I also think the article was somewhat disappointing in the technical aspect too, but it was well grounded in the business side,cause Nintendo forcing M$ and Sony going to invest more in your next gen console.
This link* with good talk about some idea of what could be Project Cafe.
In the end talking about GPUs aspect if Nintendo comes with a Radeon 4850/RV770 custom, Microsoft with a Fusion II / Krishna / Radeon 5770/juniper or even 6850, sony Geforce GTX460 ** as a whole package(cpu+gpu,ram,drive etc) range of 200 to 300+ watts under DX10/11, I have the impression the gap will only change the number of frames per second at 1080P with 3D(despite maybe little more textures,shading processing,tesselation etc).
Well Sweeney has bee taken for fool when he stated that Crysis on high PC rig looks marginally better than Geow the 360. It's been classified as marketing bullshit.
Point is keeping in mind how power consumption and thermal dissipation sky rocketted since 2005/2006 (they hit the ceiling by the way) we can't expect much more than the kind of spec you're speaking about.
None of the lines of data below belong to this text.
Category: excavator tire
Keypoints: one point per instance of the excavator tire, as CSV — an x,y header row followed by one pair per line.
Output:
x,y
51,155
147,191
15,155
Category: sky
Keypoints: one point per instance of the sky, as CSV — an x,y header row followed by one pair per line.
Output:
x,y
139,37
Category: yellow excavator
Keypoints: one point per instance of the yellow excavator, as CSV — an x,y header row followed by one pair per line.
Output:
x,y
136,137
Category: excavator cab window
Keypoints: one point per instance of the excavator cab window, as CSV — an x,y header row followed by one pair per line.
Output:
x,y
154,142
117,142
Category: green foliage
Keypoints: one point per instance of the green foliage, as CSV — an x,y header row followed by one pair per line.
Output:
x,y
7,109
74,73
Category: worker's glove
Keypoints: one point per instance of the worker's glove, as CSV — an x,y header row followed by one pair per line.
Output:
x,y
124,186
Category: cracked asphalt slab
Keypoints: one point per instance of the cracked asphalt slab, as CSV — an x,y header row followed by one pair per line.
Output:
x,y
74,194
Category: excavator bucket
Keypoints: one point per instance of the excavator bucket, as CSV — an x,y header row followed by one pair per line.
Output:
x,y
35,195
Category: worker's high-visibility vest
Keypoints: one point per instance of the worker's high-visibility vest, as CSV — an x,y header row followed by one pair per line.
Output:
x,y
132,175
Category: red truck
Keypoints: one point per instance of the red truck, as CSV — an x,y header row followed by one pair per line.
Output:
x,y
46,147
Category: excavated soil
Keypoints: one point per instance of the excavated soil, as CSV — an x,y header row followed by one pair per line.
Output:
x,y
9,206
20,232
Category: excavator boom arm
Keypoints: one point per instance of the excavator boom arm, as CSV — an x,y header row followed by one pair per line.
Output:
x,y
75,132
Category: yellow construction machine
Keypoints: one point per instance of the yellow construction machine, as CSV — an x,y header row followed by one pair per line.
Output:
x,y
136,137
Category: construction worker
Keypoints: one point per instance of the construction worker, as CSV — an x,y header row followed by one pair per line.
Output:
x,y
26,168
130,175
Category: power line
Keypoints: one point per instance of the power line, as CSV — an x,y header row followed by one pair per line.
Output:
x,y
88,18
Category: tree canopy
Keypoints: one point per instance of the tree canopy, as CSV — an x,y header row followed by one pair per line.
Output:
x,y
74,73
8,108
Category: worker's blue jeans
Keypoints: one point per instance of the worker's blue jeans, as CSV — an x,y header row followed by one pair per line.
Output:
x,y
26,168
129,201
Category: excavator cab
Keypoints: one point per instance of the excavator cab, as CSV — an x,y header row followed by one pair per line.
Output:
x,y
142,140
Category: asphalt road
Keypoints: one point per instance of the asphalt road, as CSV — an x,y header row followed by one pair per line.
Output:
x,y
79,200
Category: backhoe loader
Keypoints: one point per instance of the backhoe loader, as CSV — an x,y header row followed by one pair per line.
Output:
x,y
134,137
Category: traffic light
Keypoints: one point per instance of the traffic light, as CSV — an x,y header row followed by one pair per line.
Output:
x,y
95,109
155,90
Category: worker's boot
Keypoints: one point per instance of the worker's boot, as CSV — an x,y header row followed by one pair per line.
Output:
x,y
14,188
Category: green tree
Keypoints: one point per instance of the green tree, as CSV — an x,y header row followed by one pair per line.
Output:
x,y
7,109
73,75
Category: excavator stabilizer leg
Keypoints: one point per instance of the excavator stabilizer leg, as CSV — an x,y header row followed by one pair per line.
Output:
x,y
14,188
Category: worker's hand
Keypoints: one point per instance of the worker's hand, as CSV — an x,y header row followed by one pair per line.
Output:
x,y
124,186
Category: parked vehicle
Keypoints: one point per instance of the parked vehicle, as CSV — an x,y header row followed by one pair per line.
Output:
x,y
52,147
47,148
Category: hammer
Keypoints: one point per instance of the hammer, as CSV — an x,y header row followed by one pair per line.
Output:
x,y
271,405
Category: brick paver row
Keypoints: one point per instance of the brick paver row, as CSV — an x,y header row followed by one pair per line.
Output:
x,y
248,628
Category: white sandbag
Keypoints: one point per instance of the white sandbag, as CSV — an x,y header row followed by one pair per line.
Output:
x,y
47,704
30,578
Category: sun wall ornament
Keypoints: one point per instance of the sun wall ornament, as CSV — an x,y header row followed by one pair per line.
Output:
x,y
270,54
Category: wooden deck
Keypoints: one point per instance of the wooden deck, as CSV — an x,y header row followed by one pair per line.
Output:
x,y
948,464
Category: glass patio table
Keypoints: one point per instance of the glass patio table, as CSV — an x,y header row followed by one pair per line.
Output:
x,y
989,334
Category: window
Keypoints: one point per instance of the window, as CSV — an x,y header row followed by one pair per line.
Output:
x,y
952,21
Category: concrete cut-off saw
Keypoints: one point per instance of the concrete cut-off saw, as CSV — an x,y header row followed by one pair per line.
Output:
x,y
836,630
Frost engine 2 looks really good on a good PC rig and it may be a disappointment or not but we can't indeed expect much more (the engine will mature, artists wil do more with les, etc. but the engine is pretty much ready to push next gen systems. May be we can expect more geomtry through tesselation. But that's it we have already a good picture about what next gen systems could push through "direct 11 only" PC games.
Maybe im just a dreamer, but I think the only one who could provide something different,is Sony... if going with PowerVR 6(maybe better relation processing power/wattage on the market...even only IP...Imagetech TBDR in powervr could compete with AMD and Nvidia?) customized for high clock (600/800MHz?) and 16 cores (MP16) with Cell "more powerful" (16SPUs) helping in light interactivity something like "extreme deferred shading" ("full global illumination") or even ray-tracing at 720P (if results really better than paradigm scan-line/rasterize/shaders).
*
http://www.bit-tech.net/news/gaming/2011/04/25/project-cafe-system-specs-leaked/1
**
http://techreport.com/articles.x/17747/12
I'm not sure the problem is the hardware, I believe is more on the software side.
Assuming manufacturers avoid big boxes, we're looking @ ~1TFLOPS of compute power. I believe that such figures are in reach for throughput cores /manycore designs.
You may still need a GPU somewhere but I don't believe that the hardware is the problem, it's software. Sweeney speaks but I get nothing ready, Id is more advanced with there "mega geometry" researches (nut sure if that's the proper name). You have thing like Atomontage and that's it. Nothing is ready, even if hardware were to prove a compliant platform we won't see the mix of various rendering techniques Sweeney talked about in some paper.
It's kind of depressing I would happily trade some "graphic fidelity" for something that looks different, something fresher but most won't. They want the most realistic war game as possible.
As explained by the atomontage developer voxels would open a lot of possibilities for physic based gameplay, it won't happen any time soon; For some reasons I believe that really casual gamers and female gamers could be more receptive about the benefit those kind of techniques brings that your average gamers.
Next gen is about more beautiful CoD that's it, nothing new is to be expected in regard of gameplay, letting may some new forms of inputs aside. I'm not expecting major breakthrough in regard to animation or AI either. It's going round in regard to gameplay but most are happy with that, competitive online play mostly shooters are set to rules the battelfield for quiet some time, new techniques doesn't bring something sensitive in regard to those game and may come at the cost of graphic fidelity tho... won' happen.